For example, the flexible file may be optimized for best user
experience (e.g., fast load time), the flexible file may be
optimized to manage local and/or network computing resources (e.g.,
minimize requests for content), or the flexible file make take a
balanced approach. In embodiments, the indication provides
instruction as to how the flexible file should be optimized. For
example, the indication may include instructions for saving storing
some data within the flexible file while storing references to
other data within the file. In embodiments, the instructions as to
whether to store the content within the flexible file may be the
type of content, size of content, or other characteristics of the
content. Although the method 500 is illustrated as providing three
different types of optimization, one of skill in the art will
appreciate that the flexible file may be created so as to fall
anywhere on a spectrum between storing all the content within the
file itself or storing all the content remotely by including a
mixture of stored content, individually referenced content, and/or
collectively referenced content.
[0046] In one embodiment, the determination made at operation 506
may be based upon an indication received by the application and/or
process performing the method 500. For example, an indication of a
preference set by the user may be used to make the determination at
operation 506. In another embodiment, the determination may be made
dynamically based upon usage history, network resources, the amount
of content included in the flexible file, or by any other
mechanism.
[0047] In embodiments, if the flexible file is to be optimized for
minimal load time (e.g., maximize user experience) flow branches
"MINIMIZE LOAD TIME" from decision 506 to operation 508. At
operation 508, one or more clip objects are created that store one
or more references to one or more content items, rather than
storing the actual content items. In embodiments, the one or more
references may be absolute references, relative references,
tokenized references, or any other type of reference known to the
art. Flow continues to operation 510 where the one or more
reference content items are stored external to the flexible file,
either on a local machine, a remote machine, distributed across a
network of machines (e.g., stored on a cloud), or in a combination
of locations. In order to increase load times, the one or more
content items stored at operation 510 may be stored individually
thereby allowing the request and retrieval of individual pieces of
content thus minimizing load time. In a particular embodiment, for
example, operations 508 and 510 may create a flexible file that may
contain a majority of components similar to the embodiment
illustrated in FIG. 3 in order to minimize load time; however,
other types of components may also be included in the flexible
file. Once all the clip objects are created in operation 508 and
all the content stored in operation 510 flow continues to operation
518 where the flexible file is stored, by, for example, writing the
flexible file to memory.
[0048] In embodiments, if the flexible file is to be optimized to
minimize the burden on local and/or network computing resources,
flow branches "MINIMIZE REQUESTS" from decision 506 to operation
512. At operation 512 one or more clip objects that store one or
more content items. In a particular embodiment, for example,
operation 512 may create a flexible file that may contain a
majority of component similar to the embodiment illustrated in FIG.

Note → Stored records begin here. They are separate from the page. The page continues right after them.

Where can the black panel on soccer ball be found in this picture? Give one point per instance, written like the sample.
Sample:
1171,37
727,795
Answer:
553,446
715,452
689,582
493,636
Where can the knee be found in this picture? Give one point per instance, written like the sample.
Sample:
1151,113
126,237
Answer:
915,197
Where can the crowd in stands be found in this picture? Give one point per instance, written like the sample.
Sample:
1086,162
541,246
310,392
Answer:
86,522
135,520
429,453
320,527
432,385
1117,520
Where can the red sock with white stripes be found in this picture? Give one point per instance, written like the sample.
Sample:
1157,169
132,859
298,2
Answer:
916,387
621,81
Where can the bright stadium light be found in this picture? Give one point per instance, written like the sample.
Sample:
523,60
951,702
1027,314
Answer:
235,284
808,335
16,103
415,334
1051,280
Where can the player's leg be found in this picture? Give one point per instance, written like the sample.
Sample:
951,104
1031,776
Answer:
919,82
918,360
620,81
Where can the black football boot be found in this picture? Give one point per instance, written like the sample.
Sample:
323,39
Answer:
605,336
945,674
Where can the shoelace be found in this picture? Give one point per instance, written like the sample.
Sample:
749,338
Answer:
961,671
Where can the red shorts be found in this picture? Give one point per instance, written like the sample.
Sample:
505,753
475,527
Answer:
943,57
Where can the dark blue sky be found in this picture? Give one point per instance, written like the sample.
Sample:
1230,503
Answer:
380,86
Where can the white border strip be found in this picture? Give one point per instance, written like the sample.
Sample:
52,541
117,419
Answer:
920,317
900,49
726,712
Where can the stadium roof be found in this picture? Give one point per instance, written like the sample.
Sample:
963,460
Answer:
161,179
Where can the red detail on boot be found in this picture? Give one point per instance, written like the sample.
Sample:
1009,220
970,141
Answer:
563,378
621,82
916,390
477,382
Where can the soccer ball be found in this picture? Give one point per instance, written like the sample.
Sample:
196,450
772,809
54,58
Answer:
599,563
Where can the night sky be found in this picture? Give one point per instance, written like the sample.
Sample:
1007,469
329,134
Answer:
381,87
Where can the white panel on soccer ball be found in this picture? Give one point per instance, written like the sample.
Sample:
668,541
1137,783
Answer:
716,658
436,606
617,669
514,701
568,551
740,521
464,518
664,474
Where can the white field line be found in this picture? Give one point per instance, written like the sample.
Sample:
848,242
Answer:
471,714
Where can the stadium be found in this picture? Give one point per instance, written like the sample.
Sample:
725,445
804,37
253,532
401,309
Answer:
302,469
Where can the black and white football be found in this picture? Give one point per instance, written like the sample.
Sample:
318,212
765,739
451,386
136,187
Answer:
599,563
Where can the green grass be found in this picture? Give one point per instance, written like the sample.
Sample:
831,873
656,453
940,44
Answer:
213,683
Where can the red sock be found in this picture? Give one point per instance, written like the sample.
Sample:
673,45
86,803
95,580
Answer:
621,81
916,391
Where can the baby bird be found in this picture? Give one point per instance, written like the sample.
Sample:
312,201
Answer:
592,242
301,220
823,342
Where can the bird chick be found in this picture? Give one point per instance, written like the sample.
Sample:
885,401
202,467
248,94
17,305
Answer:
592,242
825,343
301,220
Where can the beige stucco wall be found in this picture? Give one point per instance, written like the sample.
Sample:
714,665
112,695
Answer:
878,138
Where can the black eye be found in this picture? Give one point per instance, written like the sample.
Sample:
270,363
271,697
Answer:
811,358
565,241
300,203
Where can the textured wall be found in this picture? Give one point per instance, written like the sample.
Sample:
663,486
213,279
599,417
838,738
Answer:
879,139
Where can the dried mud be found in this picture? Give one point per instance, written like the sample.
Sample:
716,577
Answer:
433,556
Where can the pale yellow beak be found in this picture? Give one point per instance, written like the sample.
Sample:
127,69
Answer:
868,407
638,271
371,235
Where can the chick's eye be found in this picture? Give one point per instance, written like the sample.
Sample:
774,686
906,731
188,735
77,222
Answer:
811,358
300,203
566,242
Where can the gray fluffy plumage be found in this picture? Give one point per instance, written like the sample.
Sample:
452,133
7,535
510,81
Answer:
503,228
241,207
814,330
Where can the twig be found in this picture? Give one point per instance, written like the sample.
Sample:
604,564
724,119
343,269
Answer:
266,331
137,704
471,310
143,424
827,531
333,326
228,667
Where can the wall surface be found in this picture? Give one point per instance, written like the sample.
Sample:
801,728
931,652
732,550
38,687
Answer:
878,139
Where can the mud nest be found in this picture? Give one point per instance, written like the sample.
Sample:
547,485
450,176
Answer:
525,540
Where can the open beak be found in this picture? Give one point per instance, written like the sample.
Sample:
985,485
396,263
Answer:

2 in order to minimize requests and retrieval of content; however,
other types of components may also be included in the flexible
file. In embodiments, the content stored in the clip objects at
operation 512 may be stored individually or as a collection. Once
all the clip objects are created in operation 512 flow continues to
operation 518 where the flexible file is stored, by, for example,
writing the flexible file to memory.
[0049] In embodiments, a more balanced flexible file may be created
in which case flow branches "BALANCED" from decision 506 to
operation 514. At operation 512 a plurality of clip objects may be
created. The plurality of clip objects may include clip objects
that store content items, store references to individual content
items, and/or store references to collections of content.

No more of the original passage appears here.